L’aumento dei risparmi delle famiglie tedesche è cominciato con la riforma delle pensioni del 2000 che creò timori per il reddito futuro. Da lì nasce anche la retorica dell’insuccesso degli altri Paesi dovuto al rifiuto di sacrifici altrettanto sanguinosi. Spesso i sacrifici servono, ma oltre un certo livello instaurano una spirale pessimista: la recente "contro-riforma" Merkel che abbassa l’età del pensionamento infatti non ha avuto un effetto di incoraggiamento alla spesa; negli ultimi due anni inoltre i salari sono tornati a crescere in linea con la produttività, ma non si sono visti effetti significativi sui consumi.
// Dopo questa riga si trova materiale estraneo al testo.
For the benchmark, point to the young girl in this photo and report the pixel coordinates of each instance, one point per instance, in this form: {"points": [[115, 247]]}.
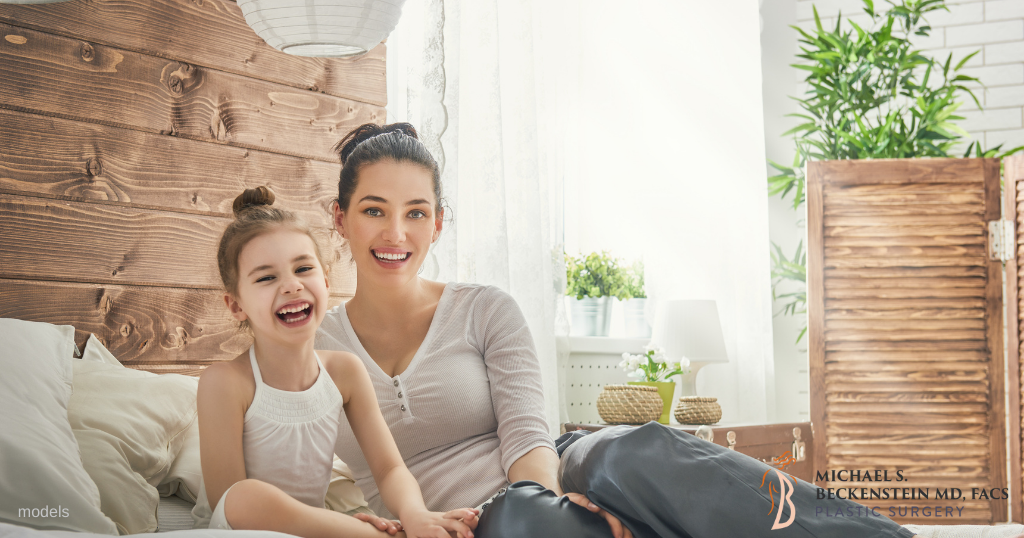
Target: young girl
{"points": [[268, 419]]}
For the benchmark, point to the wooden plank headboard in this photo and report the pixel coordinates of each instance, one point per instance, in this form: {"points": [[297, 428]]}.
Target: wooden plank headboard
{"points": [[126, 130]]}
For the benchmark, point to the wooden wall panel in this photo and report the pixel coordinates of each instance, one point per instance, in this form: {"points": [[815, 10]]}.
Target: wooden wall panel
{"points": [[158, 329], [126, 129], [905, 325], [1014, 211], [69, 78], [71, 160], [208, 33]]}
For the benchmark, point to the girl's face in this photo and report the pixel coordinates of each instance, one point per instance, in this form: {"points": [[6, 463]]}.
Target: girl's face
{"points": [[283, 290], [390, 220]]}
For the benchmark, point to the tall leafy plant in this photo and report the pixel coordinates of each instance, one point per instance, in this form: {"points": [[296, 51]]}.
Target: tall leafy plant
{"points": [[870, 94], [597, 275]]}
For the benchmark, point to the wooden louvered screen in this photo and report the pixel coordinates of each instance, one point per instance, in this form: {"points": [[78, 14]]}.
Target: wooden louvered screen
{"points": [[1014, 210], [905, 326]]}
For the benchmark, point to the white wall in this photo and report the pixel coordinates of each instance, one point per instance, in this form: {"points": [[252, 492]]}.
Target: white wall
{"points": [[671, 153], [994, 27]]}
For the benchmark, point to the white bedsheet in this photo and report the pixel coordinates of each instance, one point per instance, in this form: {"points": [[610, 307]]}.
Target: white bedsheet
{"points": [[967, 531], [13, 531]]}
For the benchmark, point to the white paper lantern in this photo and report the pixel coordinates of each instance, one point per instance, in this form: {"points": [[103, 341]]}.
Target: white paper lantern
{"points": [[322, 28]]}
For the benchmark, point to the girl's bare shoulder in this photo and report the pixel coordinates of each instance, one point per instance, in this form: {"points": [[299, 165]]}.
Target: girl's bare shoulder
{"points": [[343, 368], [232, 378]]}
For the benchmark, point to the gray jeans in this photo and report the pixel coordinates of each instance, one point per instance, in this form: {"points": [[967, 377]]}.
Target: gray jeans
{"points": [[663, 483]]}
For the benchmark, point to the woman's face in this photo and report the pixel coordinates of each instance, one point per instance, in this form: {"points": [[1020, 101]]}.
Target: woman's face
{"points": [[390, 220]]}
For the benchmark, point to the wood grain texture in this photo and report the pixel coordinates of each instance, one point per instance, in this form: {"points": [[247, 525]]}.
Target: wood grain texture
{"points": [[1014, 174], [68, 78], [208, 33], [905, 341], [815, 316], [902, 171], [996, 411], [72, 160], [158, 329], [65, 241]]}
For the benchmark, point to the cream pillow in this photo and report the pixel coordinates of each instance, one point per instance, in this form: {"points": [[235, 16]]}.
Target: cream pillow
{"points": [[131, 424], [44, 483], [343, 495], [185, 477]]}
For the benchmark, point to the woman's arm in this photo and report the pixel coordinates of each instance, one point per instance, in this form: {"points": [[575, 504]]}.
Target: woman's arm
{"points": [[540, 465], [221, 406], [517, 394], [398, 489]]}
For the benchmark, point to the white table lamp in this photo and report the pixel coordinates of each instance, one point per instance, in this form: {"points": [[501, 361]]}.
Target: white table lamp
{"points": [[690, 329]]}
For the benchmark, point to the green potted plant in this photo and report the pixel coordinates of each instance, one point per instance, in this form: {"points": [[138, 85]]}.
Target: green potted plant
{"points": [[592, 281], [870, 94], [636, 323], [653, 369]]}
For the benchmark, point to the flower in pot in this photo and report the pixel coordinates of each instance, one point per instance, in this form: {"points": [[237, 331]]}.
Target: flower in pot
{"points": [[653, 368], [593, 280], [636, 323]]}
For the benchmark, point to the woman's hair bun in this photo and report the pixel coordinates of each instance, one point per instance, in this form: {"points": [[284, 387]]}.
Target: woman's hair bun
{"points": [[261, 196], [367, 131]]}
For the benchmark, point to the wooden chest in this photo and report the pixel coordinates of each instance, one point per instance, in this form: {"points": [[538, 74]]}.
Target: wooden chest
{"points": [[767, 443]]}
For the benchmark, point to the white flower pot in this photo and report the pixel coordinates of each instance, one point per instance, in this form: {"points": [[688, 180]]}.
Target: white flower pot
{"points": [[591, 317]]}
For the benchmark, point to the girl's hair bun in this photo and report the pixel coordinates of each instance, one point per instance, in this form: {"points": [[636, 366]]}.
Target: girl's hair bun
{"points": [[369, 130], [261, 196]]}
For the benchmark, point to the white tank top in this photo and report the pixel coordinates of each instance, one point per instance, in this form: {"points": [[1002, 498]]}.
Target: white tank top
{"points": [[288, 438]]}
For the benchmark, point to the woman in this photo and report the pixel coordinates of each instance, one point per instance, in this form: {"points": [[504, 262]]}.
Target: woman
{"points": [[457, 376]]}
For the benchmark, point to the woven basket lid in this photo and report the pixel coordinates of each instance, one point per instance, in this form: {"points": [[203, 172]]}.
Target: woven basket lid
{"points": [[697, 399]]}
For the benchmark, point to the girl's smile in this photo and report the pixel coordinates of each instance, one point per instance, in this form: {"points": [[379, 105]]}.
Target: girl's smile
{"points": [[283, 290]]}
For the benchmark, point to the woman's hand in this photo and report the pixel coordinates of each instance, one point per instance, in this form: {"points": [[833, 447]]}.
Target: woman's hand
{"points": [[382, 524], [458, 524], [617, 529]]}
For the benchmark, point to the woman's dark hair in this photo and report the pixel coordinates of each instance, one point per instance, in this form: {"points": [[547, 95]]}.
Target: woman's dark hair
{"points": [[370, 143]]}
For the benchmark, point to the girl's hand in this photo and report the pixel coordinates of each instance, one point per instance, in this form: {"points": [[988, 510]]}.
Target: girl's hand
{"points": [[617, 529], [437, 525], [382, 524]]}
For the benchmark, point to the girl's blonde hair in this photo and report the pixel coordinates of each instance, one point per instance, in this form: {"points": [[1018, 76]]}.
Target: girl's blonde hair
{"points": [[253, 217]]}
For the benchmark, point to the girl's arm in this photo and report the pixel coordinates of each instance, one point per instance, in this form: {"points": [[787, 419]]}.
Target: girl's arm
{"points": [[221, 405], [398, 489]]}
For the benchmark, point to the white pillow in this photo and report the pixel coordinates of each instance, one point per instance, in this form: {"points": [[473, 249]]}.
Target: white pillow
{"points": [[185, 477], [39, 456], [130, 425]]}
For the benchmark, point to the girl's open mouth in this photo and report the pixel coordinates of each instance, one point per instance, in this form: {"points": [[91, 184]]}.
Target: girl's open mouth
{"points": [[391, 257], [294, 313]]}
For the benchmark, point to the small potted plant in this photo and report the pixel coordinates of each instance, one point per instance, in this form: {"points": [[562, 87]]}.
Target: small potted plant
{"points": [[653, 369], [636, 323], [593, 280]]}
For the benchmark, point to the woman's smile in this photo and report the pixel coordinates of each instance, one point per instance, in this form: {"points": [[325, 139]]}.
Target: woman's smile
{"points": [[391, 218]]}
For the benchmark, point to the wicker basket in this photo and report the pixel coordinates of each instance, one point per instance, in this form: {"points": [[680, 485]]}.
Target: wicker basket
{"points": [[698, 410], [629, 404]]}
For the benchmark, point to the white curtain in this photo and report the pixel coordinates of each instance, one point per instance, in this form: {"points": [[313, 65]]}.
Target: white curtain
{"points": [[483, 82]]}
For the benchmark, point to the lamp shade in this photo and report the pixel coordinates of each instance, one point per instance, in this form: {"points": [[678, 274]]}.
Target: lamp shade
{"points": [[690, 329], [322, 28]]}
Imprese e famiglie tedesche hanno internalizzato elementi di incertezza legati all’invecchiamento della popolazione e alla sensazione che il Paese sia circondato da rischi non controllabili.
Anche il successo delle imprese non è servito ad aumentare i consumi: le riforme fiscali di Schroeder avevano infatti ostacolato la distribuzione dei dividendi e favorito l’autofinanziamento, ma la debolezza dei consumi ha indotto le imprese a investire più all’estero che all’interno. Il risultato è che l’economia tedesca non cresce quanto potrebbe, ma è doppiamente esposta al ciclo internazionale: sia per l’incidenza del commercio estero, sia per qualche problema che emerge nella redditività del capitale investito. Nei giorni scorsi, ad esempio, per la prima volta da anni Volkswagen ha lamentato una redditività bassa (2%) attribuita ai problemi di gestione di un’impresa geograficamente molto dispersa. I sondaggi tra le imprese tedesche segnalano la volontà di rimpatriare parte degli investimenti, proprio come avviene negli Usa. Non è certo tuttavia che l’area euro ne sappia approfittare. Quella che si è creata è infatti una trappola psicologica. La ripresa di fine 2013 doveva ricostruire un clima di fiducia tra i Paesi dell’euro. Ma a quanto pare non riesce a crearne nemmeno al loro interno. Le dinamiche politiche che si sono incrostate a livello nazionale non sembrano in grado di rompere questa sfiducia a largo raggio.
Un’iniziativa di rilancio degli investimenti nell’area euro sarebbe invece di beneficio sia per i creditori sia per i debitori. Ma per essere accettabile richiede di essere fondata su un patto fiduciario. Per questo da parte italiana è stato un grave errore centrare il confronto politico europeo sul tema della flessibilità. Avremmo dovuto fare il contrario, ma ponendo la condizione che il governo tedesco si assuma – per il proprio stesso vantaggio – la responsabilità di un vasto programma di investimento europeo.